Zwischen Neckar und Alb

Edle Tropfen im Herzen der Stadt

Marketing Die Esslinger Weingärtner starten eine Qualitätsoffensive. Mit einer Vinothek am Marktplatz wollen sie jetzt mehr als bisher Präsenz zeigen und die Weine zur Verkostung anbieten. Von Harald Flößer

Auf erfolgreiche Zeiten: Martin Gaysert, Andreas Rapp, Frank Dittus, Brigitte Schmucker, Ramona Fischer und Achim Jahn (von link
Auf erfolgreiche Zeiten: Martin Gaysert, Andreas Rapp, Frank Dittus, Brigitte Schmucker, Ramona Fischer und Achim Jahn (von links). Foto: Ines Rudel

Der Wein gehört zu Esslingen wie die Burgmauer. Und als identitätsstiftendes Element muss er auch im Herzen der Stadt allgegenwärtig sein. Diese Überzeugung hat die Esslinger Weingärtner dazu bewogen, stärker als bislang Präsenz zu zeigen. Direkt am Marktplatz tut sich nun eine Chance auf, die man nicht verstreichen lassen wollte. Im ehemaligen „Cosmopolita“, wo bis zum Frühjahr italienische Spezialitäten serviert wurden, werden die Weingärtner noch vor Weihnachten eine Vinothek eröffnen. „In diesem schönen Ambiente wollen wir unsere Gäste die Topqualität unserer Produkte probieren lassen“, sagt Vorsitzender Achim Jahn. Über Wein sprechen und genießen, im Zentrum der Stadt, das sei das Ziel. Kein Wirt brauche Konkurrenz fürchten, ergänzt Geschäftsführerin Ramona Fischer. „Es soll kein neuer gastronomischer Betrieb werden. Wir können Wein. Das ist unsere Kernkompetenz.“

Viele Jahre beherbergte das rund 400 Jahre alte Gebäude Marktplatz 25 die Schwanen-Apotheke. Bis der frühere „Reichsstadt“-Wirt Salvatore Marrazzo 2017 daraus ein italienisches Restaurant machte. Doch das Konzept des „Cosmopolita“ ging bekanntlich nicht auf. Vor allem unter der Woche kamen zu wenig Gäste. Die Folge waren Zahlungsprobleme. Im Mai musste Marrazzo Insolvenz anmelden. Seither konzentriert er sich auf das „Accanto“ gleich nebenan.

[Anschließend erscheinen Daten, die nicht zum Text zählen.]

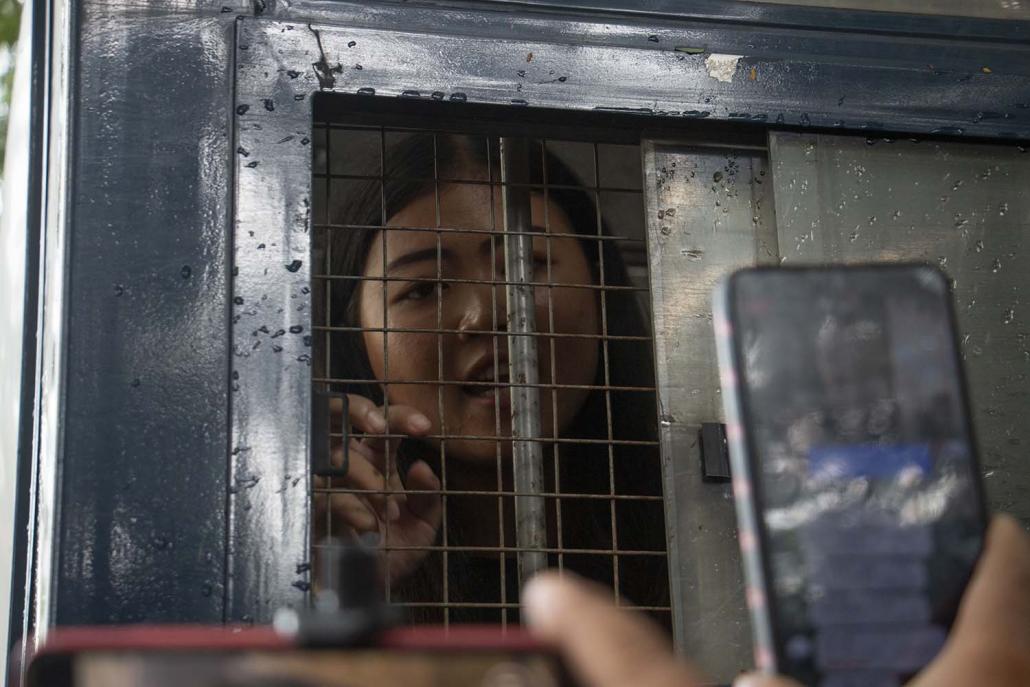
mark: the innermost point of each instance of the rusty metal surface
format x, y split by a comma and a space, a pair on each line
139, 531
709, 211
956, 76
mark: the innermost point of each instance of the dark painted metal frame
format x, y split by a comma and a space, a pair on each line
149, 525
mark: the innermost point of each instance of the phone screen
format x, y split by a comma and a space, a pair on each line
863, 470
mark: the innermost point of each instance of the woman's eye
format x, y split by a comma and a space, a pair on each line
419, 290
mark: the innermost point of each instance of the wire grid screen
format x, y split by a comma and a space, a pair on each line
409, 292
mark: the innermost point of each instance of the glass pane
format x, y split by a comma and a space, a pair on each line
960, 206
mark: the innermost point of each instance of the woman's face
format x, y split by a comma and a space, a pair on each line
462, 354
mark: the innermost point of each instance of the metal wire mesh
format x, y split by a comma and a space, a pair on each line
409, 277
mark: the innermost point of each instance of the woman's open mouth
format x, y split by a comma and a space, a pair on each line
488, 389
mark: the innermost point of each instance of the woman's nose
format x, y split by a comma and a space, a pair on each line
482, 308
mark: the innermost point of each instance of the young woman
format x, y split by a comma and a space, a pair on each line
416, 309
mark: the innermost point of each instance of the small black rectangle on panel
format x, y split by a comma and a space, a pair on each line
715, 453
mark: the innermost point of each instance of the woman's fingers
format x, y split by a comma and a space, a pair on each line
404, 420
605, 646
346, 510
425, 507
362, 474
363, 414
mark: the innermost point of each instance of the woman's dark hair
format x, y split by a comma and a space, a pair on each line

Frank Dittus, der Geschäftsführer der „Von der Herberg Haus- und Grundbesitz GmbH“, ist froh darüber, dass er nach nur kurzem Leerstand für das historische Gebäude einen Nachmieter gefunden hat. „Wir hatten von Anfang an gute Gespräche“, sagt er. Die Weingärtner habe er als „seriöse, angenehme Partner“ kennengelernt. Die hätten schon seit Jahren auf so eine Gelegenheit gewartet, berichtet deren Vorsitzender Achim Jahn. Das Thema Vinothek an einem Premiumstandort in Esslingen werde unter den Wengertern seit langem diskutiert. „Es wäre eine Sünde gewesen, das nicht zu prüfen.“

Mit Provisorium beginnen

Andreas Rapp, der stellvertretende Vorsitzende, sieht in dem Projekt auch eine Qualitätsoffensive. Bei den Weingärtnern habe sich ein Imagewandel vollzogen, der bislang in der Öffentlichkeit noch nicht richtig angekommen sei. „Wir produzieren Spitzenweine, die regelmäßig mit Preisen ausgezeichnet werden. Das wollen wir hier am Marktplatz verstärkt zeigen.“ Das historische Gemäuer im Herzen der Stadt biete dafür exzellente Möglichkeiten, vor allem die gehobenen Produkte ins rechte Licht zu rücken, beispielsweise mit Weinproben. Servieren werde man dazu nur kleine Happen, aber kein warmes Essen. Die Weinverkostung wird nach den Worten der Geschäftsführerin auch im Freien möglich sein.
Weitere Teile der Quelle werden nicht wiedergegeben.